Day 3Genesis 3 ... The Crash

“The fall of man” theologians call it, but really it was more like a crash.  Adam and Eve, living in Paradise, had everything a person could want, and yet still a thought nagged them.  “Are we somehow missing out?  Is God keeping something from us?  Like any human being, like every human being who has ever lived, they could not resist the temptation to reach for what lay beyond them.

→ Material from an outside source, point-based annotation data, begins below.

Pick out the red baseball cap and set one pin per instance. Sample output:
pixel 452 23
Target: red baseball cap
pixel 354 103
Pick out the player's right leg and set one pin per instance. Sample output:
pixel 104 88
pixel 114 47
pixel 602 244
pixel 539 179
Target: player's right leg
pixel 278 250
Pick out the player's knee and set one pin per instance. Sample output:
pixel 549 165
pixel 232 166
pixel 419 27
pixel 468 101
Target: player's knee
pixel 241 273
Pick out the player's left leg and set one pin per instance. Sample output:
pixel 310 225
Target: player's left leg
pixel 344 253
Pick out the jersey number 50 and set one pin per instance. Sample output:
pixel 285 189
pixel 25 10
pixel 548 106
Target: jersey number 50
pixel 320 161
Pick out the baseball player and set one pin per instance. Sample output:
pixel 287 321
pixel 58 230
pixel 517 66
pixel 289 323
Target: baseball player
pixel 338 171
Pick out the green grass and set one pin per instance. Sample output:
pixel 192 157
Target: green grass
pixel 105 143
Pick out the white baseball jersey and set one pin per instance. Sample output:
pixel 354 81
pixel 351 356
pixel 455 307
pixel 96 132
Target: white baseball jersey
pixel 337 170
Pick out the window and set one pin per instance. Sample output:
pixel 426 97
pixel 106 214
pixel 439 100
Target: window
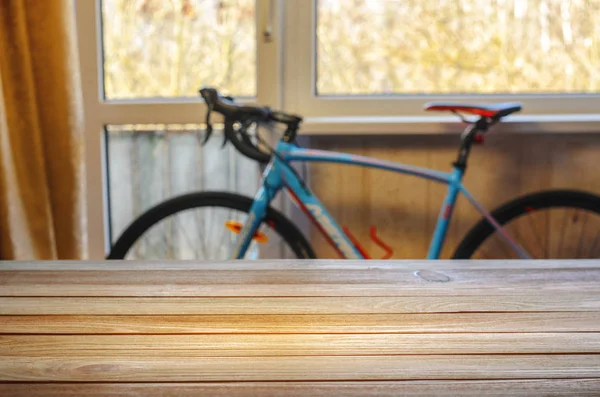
pixel 449 46
pixel 157 48
pixel 346 66
pixel 381 60
pixel 142 63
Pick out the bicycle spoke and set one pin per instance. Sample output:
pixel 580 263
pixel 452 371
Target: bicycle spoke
pixel 534 229
pixel 201 235
pixel 562 233
pixel 187 237
pixel 580 234
pixel 500 242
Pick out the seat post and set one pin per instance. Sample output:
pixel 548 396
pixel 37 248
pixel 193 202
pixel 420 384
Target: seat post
pixel 466 141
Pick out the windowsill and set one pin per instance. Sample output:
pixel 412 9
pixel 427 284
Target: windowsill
pixel 568 123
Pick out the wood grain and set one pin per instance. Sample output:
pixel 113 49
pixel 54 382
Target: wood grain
pixel 139 346
pixel 493 388
pixel 207 369
pixel 550 302
pixel 293 282
pixel 342 328
pixel 305 324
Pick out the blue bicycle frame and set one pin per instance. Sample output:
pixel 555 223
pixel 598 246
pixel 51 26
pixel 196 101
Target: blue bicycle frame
pixel 279 175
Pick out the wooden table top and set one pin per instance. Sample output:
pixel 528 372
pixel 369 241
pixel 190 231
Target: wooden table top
pixel 300 328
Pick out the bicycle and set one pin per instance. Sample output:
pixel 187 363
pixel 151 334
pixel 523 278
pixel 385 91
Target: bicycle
pixel 248 225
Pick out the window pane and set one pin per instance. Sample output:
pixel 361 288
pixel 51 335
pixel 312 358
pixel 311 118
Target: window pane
pixel 158 48
pixel 149 164
pixel 458 46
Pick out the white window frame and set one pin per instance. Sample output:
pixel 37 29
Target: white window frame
pixel 286 80
pixel 404 114
pixel 100 112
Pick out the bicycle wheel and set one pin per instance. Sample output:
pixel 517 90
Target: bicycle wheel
pixel 557 224
pixel 202 226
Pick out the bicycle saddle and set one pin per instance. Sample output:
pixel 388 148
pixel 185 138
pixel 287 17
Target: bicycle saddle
pixel 495 111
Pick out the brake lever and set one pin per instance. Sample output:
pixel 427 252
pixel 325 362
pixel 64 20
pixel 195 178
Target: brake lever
pixel 209 128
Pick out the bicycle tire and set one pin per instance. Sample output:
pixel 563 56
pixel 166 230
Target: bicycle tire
pixel 282 226
pixel 520 206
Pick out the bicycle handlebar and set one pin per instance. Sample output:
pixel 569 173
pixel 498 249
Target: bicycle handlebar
pixel 245 115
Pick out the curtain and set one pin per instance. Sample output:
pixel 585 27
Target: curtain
pixel 41 123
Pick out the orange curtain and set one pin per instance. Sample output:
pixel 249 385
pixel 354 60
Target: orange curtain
pixel 41 119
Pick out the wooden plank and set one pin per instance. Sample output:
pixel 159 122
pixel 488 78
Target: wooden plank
pixel 495 388
pixel 293 282
pixel 197 369
pixel 136 346
pixel 308 324
pixel 519 301
pixel 414 265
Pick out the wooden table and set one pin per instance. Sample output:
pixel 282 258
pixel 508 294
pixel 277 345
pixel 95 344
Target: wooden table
pixel 314 328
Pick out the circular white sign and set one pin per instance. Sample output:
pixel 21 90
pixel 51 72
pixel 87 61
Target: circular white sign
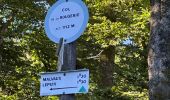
pixel 66 19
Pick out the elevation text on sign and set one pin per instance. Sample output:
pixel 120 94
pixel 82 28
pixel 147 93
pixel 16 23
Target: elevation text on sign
pixel 66 20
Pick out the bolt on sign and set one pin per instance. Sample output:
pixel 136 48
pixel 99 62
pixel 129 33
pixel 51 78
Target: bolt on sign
pixel 64 82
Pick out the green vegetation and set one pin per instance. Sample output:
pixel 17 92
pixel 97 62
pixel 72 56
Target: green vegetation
pixel 118 30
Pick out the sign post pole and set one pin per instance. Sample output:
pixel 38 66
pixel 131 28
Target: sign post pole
pixel 69 63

“There is only one doctrine that can be empirically verified,” said George Bernard Shaw, “the doctrine of original sin.”  Genesis gives few details about the first sin.  Only one thing mattered:  God had labeled one tree off-limit.  Many people mistakenly assume sex was involved, but in fact something far more basic was at stake.  The real issue was:  Who will set the rules-the humans or God?  Adam and Eve decided in favor of themselves, and the world has never been the same.

Adam and Eve reacted to their sin like anybody reacts to sin.  They rationalized, explained themselves, and looked for someone else to take the blame.  The author of Genesis pointedly notes that they also felt the need to hide.  They hid from each other, sensing for the first time a feeling of shame over their nakedness.  Perhaps the greatest change of all, however, occurred in their relationship with God.  Previously they had walked and talked with God in the Garden, as with a friend.  Now, when they heard his voice, they hid in the brush.

Genesis 3 tells of other profound changes that affected the world when the creatures chose against their Creator.  Suffering multiplied.  Work became harder, more like drudgery.  A new word, death, entered human vocabulary.  In short, the scene of perfection was permanently spoiled.

The underlying message of Genesis goes against some common assumptions about human history.  According to these chapters, the world and humanity have not been gradually evolving toward a better and better state.  Long ago, we wrecked against the rocks of our own pride and stubbornness.  We’re still bearing the consequences:  all wars, all violence, all broken relationships, all grief and sadness trace back to that one monumental day in the Garden of Eden.

Point to Ponder: Have you ever felt hemmed in or stifled by one of God's commands?  How did you respond?